El cielo no había cambiado.
Seguía rojo.
No por furia. No por fuego. Sino por hábito.
Como si la Pradera de Sangre no recordara otra forma de mirar al mundo.
Y Sebastián, de pie sobre esa tierra que lo había moldeado, sintió que nada —excepto él— era distinto.
Había vuelto al lugar donde su cuerpo se había tallado con dolor.
Pero ahora, llevaba algo más que cicatrices.
Llevaba silencio.
Un tipo de silencio que no pesaba por ausencia de sonido… sino por exceso de comprensión.
El viento seco le rozaba el rostro. Las hierbas carmesí se curvaban a su paso, como si reconocieran los pasos que habían quemado raíces en aquel suelo.
No buscaba comida.
No buscaba refugio.
Buscaba un enemigo.
Pero no uno cualquiera.
Uno con sangre antigua. Con linaje maldito.

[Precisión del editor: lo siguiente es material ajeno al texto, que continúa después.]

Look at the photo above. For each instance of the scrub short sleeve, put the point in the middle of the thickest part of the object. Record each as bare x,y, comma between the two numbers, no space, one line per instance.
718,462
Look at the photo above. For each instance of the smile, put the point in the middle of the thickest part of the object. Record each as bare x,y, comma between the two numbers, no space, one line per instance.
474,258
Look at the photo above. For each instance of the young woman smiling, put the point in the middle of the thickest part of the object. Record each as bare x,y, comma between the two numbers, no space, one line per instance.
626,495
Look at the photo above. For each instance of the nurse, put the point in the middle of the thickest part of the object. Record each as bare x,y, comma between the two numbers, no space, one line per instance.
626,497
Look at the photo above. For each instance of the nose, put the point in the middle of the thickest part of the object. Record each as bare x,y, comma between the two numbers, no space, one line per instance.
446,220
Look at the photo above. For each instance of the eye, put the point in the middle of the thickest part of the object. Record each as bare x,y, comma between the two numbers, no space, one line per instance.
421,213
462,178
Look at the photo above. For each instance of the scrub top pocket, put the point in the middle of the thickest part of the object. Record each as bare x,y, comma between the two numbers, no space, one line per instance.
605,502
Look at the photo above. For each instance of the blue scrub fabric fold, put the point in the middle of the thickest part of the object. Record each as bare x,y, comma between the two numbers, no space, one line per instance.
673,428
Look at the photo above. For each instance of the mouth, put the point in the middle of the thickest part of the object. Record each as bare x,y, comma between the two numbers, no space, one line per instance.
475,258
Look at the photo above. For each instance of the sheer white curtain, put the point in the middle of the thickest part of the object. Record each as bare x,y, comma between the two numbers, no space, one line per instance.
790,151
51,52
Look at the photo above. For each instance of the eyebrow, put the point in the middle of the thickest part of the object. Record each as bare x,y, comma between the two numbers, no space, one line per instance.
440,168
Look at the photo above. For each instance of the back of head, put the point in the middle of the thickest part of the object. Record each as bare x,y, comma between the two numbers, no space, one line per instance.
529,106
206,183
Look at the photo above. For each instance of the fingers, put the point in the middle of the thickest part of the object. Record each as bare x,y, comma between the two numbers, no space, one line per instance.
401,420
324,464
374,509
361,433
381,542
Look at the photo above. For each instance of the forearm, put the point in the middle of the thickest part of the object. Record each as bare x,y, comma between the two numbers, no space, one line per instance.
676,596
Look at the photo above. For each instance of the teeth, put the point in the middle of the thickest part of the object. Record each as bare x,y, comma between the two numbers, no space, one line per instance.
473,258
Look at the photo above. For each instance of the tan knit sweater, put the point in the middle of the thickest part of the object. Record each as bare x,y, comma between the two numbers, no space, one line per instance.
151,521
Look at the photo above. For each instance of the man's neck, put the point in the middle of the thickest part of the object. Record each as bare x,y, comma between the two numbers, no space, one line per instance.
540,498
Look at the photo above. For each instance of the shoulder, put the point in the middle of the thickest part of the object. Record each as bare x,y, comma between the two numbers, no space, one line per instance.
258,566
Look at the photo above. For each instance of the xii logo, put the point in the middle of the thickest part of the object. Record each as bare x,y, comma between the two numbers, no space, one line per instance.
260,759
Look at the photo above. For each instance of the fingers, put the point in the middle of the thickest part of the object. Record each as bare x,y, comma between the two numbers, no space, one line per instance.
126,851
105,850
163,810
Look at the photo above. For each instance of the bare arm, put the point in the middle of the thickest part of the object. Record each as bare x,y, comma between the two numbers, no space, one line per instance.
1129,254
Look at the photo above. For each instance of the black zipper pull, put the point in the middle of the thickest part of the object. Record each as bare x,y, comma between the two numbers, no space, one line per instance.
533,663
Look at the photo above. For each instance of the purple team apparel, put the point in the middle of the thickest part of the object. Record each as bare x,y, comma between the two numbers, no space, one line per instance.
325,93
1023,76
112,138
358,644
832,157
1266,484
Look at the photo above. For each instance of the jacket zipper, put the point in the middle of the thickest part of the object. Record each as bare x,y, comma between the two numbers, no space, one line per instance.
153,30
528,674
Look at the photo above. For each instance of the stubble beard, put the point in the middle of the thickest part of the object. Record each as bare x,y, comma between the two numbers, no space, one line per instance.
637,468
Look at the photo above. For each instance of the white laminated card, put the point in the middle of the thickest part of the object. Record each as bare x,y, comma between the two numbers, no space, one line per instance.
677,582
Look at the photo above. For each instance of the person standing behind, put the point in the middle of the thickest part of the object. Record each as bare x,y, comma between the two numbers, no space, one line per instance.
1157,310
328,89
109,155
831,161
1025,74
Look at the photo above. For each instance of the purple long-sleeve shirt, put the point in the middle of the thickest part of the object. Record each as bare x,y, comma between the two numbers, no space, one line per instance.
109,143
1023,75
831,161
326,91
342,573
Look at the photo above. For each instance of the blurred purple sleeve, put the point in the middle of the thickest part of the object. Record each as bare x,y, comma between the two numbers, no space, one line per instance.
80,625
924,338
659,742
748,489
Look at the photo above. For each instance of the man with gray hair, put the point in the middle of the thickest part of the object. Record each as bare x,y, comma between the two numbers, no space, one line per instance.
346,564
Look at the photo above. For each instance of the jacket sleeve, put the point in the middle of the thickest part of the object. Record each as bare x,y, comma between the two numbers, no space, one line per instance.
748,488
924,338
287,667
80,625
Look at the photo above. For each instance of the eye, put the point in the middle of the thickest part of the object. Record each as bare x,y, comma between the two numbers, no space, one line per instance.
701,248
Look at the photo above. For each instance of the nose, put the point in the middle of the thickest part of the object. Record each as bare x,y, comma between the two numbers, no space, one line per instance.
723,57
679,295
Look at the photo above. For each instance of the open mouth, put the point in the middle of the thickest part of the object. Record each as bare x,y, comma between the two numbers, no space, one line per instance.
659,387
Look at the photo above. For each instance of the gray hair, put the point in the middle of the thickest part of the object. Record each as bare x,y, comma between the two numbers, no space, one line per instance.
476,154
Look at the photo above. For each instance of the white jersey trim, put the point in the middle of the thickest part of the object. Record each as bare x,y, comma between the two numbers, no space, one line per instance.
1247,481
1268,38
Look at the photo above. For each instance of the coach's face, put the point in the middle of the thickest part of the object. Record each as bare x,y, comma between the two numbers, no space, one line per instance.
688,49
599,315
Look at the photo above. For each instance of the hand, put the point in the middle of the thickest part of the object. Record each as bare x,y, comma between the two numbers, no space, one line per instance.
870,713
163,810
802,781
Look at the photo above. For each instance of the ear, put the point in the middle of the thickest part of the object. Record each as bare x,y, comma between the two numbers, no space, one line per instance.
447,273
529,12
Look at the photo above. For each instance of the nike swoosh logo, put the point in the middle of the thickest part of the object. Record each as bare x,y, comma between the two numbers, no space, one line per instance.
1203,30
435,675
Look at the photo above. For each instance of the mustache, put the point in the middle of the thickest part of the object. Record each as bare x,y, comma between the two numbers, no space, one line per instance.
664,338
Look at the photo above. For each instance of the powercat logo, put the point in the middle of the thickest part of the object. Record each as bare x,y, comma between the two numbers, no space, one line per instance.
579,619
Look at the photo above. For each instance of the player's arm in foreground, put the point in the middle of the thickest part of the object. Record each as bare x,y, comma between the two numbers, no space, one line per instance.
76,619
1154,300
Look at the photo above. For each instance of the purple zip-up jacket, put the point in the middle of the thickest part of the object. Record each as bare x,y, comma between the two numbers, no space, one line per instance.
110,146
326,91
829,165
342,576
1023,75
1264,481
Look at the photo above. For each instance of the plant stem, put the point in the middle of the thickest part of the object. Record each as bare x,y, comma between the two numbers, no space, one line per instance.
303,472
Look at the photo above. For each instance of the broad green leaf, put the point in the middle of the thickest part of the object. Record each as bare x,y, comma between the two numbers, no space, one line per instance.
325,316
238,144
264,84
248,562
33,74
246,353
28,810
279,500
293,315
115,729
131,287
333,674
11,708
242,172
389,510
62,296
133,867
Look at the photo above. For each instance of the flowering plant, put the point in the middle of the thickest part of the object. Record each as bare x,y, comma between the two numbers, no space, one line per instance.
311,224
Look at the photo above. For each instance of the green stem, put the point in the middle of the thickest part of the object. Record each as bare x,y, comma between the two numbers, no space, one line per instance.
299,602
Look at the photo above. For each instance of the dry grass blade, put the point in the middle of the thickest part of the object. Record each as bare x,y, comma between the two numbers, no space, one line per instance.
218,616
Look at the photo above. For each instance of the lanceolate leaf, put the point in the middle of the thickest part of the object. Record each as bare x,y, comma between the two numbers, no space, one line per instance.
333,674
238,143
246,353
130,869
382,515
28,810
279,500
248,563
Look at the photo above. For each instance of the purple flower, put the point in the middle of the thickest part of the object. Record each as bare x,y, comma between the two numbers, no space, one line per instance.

La criatura con esencia de dragón que había sentido antes de partir hacia la grieta.
Un eco latente de poder.
Y ahora, ese eco era un faro.
Sebastián cerró los ojos y expandió su Qi, no como un ataque ni como defensa, sino como percepción pura.
El aire crujió a su alrededor.
Las partículas invisibles temblaron.
Y el mundo… respondió.
No con palabras.
Con tensión.
Al sur. Muy lejos. En la frontera donde la pradera se traga a los vivos y escupe huesos… allí estaba.
Una presión antigua.
Una presencia que no se escondía.
Solo esperaba.
Sebastián abrió los ojos.
No dijo nada.
Solo caminó.
Cada paso era firme, pero no por la tierra que lo sostenía, sino por la decisión que lo empujaba.
No era venganza.
No era orgullo.
Era necesidad.
Necesidad de saber si, ahora, era capaz de enfrentar lo que antes apenas entendía.
No como prueba de fuerza.
Sino como espejo de su avance.
Las horas pasaban, pero ya no contaba el tiempo como antes.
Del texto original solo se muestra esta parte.